CG movies do plenty of physics simulations for hair and clothes, but they have the luxury of taking hours to render each frame. They can also cheat and change the properties of those bodies or add a sudden change in airflow to make them look a certain way for a particular moment.
 
I wish for the graphical armsrace to stop so we can focus on better stories,characters & gameplay refinements.

I feel like the obsession with graphics is costing this industry a lot.Developers are being asked to do waaaay too much beyond human ability.

Your comment is completely redundant. The two are not mutually exclusive.
 

13ruce

Banned
More different art styles, most games use the realism art style nowadays and it gets boring.
And yeah clipping is the worst, breaks immersion in some games.
 
Mirrors aren't reflective in most of the modern games (but it was even in Duke Nukem 3d)
Screen from 2017 game

Duke 3D had a weird way of doing things. Screen space real time reflections are one of the most expensive effects. Although even Quake had some cubemapped reflections on some cards.
 

Easy_D

never left the stone age
That's called soft particles and Im sure vast majority of modern games have that feature.

Although I've seen few modern games without it which is always very strange to see because it should have virtually no performance impact t.

Especially when it's been possible to get rid of it since DX10, it was one of my favourite additions to the PC version of the original Bioshock, fog and smoke that doesn't clip through geometry
 

Budi

Member
I didn't have an answer ready when I opened the thread, but yeah clipping is really annoying. Happened in Witcher with beard a lot.
 

Orayn

Member
Why isn't it feasible? How powerful must the systems get before we can run collision check all time every time?

It's mind-boggling. Look at the kind of performance drops associated with doing better hair physics on a single character in games like Tomb Raider 2013 or The Witcher 3, then apply that to every possible onscreen object.

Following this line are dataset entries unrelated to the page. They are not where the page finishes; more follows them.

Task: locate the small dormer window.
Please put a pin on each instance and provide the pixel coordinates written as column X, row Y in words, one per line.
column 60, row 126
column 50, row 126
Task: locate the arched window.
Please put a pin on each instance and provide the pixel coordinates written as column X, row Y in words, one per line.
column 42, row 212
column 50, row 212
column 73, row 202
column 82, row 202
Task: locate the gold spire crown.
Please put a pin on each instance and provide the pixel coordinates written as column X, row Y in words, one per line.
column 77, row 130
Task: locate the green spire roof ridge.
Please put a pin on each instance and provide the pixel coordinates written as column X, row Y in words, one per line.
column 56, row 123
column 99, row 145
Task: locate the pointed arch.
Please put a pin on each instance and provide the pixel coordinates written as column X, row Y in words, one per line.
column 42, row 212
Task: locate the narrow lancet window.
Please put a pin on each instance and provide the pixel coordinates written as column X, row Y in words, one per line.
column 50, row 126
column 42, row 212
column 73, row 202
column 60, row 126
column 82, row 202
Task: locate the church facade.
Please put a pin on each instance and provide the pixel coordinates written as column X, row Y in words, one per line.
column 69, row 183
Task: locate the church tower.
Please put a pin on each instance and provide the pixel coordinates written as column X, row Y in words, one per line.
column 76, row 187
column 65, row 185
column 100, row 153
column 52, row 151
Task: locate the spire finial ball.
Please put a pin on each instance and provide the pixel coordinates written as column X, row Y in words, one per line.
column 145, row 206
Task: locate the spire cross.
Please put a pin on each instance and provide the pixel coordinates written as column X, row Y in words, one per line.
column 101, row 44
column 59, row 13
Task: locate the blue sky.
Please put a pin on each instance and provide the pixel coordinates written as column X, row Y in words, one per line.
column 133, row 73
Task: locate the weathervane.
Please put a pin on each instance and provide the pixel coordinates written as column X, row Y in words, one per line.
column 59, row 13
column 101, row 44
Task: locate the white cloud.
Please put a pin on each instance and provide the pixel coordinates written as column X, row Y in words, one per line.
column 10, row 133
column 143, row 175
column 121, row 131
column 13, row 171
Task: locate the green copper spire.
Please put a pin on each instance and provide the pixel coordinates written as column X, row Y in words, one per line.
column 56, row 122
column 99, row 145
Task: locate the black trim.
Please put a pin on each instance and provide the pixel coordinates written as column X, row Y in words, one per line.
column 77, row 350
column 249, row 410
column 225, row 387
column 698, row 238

Hell, watch Car Boys and see how easy it is for Nick and Griffin to bring a (presumably) powerful PC to its knees with soft body physics on vehicles.
 
Have we advanced to a point where clipping in no way, shape, or form has to exist? I don't know of many games where this doesn't happen. A lot of 2D platformers maybe?
 

Crossing Eden

Hello, my name is Yves Guillemot, Vivendi S.A.'s Employee of the Month!
Why isn't it feasible? How powerful must the systems get before we can run collision check all time every time?
Because a game is based on more calculations than just colliders. These things add up and wreck performance because it has do all these things on the fly.